Output: ["a","b","c"]
Constraints:
0 <= digits.length <= 4digits[i]is a digit in the range['2', '9']
Try this Problem on your own or check similar problems:
Solution:
- Java
- JavaScript
- Python
- C++
class Solution {
public List<String> letterCombinations(String digits) {
if(digits.isEmpty()) return List.of();
List<String> result = new ArrayList<>();
List<List<Character>> mappings = List.of(
List.of('a', 'b', 'c'),
List.of('d', 'e', 'f'),
List.of('g', 'h', 'i'),
List.of('j', 'k', 'l'),
List.of('m', 'n', 'o'),
List.of('p', 'q', 'r', 's'),
List.of('t', 'u', 'v'),
List.of('w', 'x', 'y', 'z')
);
helper(digits, 0, mappings, new StringBuilder(), result);
return result;
}
private void helper(String s, int index, List<List<Character>> mappings, StringBuilder currentString, List<String> result){
if(s.length() == index){
result.add(currentString.toString());
return;
}
char c = s.charAt(index);
List<Character> letters = mappings.get(c - '0' - 2);
for(int i = 0; i < letters.size(); ++i){
currentString.append(letters.get(i));
helper(s, index + 1, mappings, currentString, result);
currentString.setLength(currentString.length()-1);
}
}
}
/**
* @param {string} digits
* @return {string[]}
*/
var letterCombinations = function (digits) {
if (!digits.length) return [];
const mappings = [
["a", "b", "c"],
["d", "e", "f"],
["g", "h", "i"],
["j", "k", "l"],
["m", "n", "o"],
["p", "q", "r", "s"],
["t", "u", "v"],
["w", "x", "y", "z"],
];
const result = [];
helper(digits, 0, mappings, "", result);
return result;
};
function helper(s, index, mappings, currentString, result) {
if (s.length === index) {
result.push(currentString);
return;
}
const letters = mappings[parseInt(s[index]) - 2];
for (const letter of letters) {
helper(s, index + 1, mappings, currentString + letter, result);
}
}
class Solution:
def letterCombinations(self, digits: str) -> List[str]:
if not digits:
return []
mappings = [
['a', 'b', 'c'],
['d', 'e', 'f'],
['g', 'h', 'i'],
['j', 'k', 'l'],
['m', 'n', 'o'],
['p', 'q', 'r', 's'],
['t', 'u', 'v'],
['w', 'x', 'y', 'z']
]
result = []
self.helper(digits, 0, mappings, "", result)
return result
def helper(self, s: str, index: int, mappings: List[List[str]], currentString: str, result: List[str]) -> None:
if len(s) == index:
result.append(currentString)
return
letters = mappings[int(s[index]) - 2]
for letter in letters:
self.helper(s, index + 1, mappings, currentString + letter, result)
class Solution {
public:
vector<string> letterCombinations(string digits) {
if (digits.empty()) return {};
vector<string> result;
vector<vector<char>> mappings = {
{'a', 'b', 'c'},
{'d', 'e', 'f'},
{'g', 'h', 'i'},
{'j', 'k', 'l'},
{'m', 'n', 'o'},
{'p', 'q', 'r', 's'},
{'t', 'u', 'v'},
{'w', 'x', 'y', 'z'}
};
helper(digits, 0, mappings, "", result);
return result;
}
private:
void helper(const string& s, int index, const vector<vector<char>>& mappings, string currentString, vector<string>& result) {
if (s.length() == index) {
result.push_back(currentString);
return;
}
char c = s[index];
vector<char> letters = mappings[c - '0' - 2];
for (char letter : letters) {
helper(s, index + 1, mappings, currentString + letter, result);
}
}
};
Time/Space Complexity:
- Time Complexity: O(n*4^n)
- Space Complexity: O(n)
Explanation:
Common backtracking problem like we solved before, so we're using the same approach we did in almost all backtracking problems (check backtracking tagged questions Backtracking).
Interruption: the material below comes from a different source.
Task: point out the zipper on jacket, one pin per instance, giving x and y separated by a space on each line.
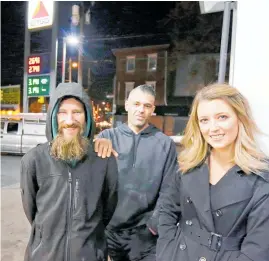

We use helper mappings so we can map from digit to corresponding letters on the phone. Since arrays are zero indexed, and valid digits start from 2, we subtract 2 to get the right mapping. We loop over the letters and choose each one of them calling each time the helper function recursively until we reach the end of string (our base case). Recursion is n level deep and at each level we make at most 4 decisions leading to time complexity of O(n*4^n) (multiplier n for converting StringBuilder to regular string), with space complexity of O(n) accounting for recursion stack and the length of the candidates currentString.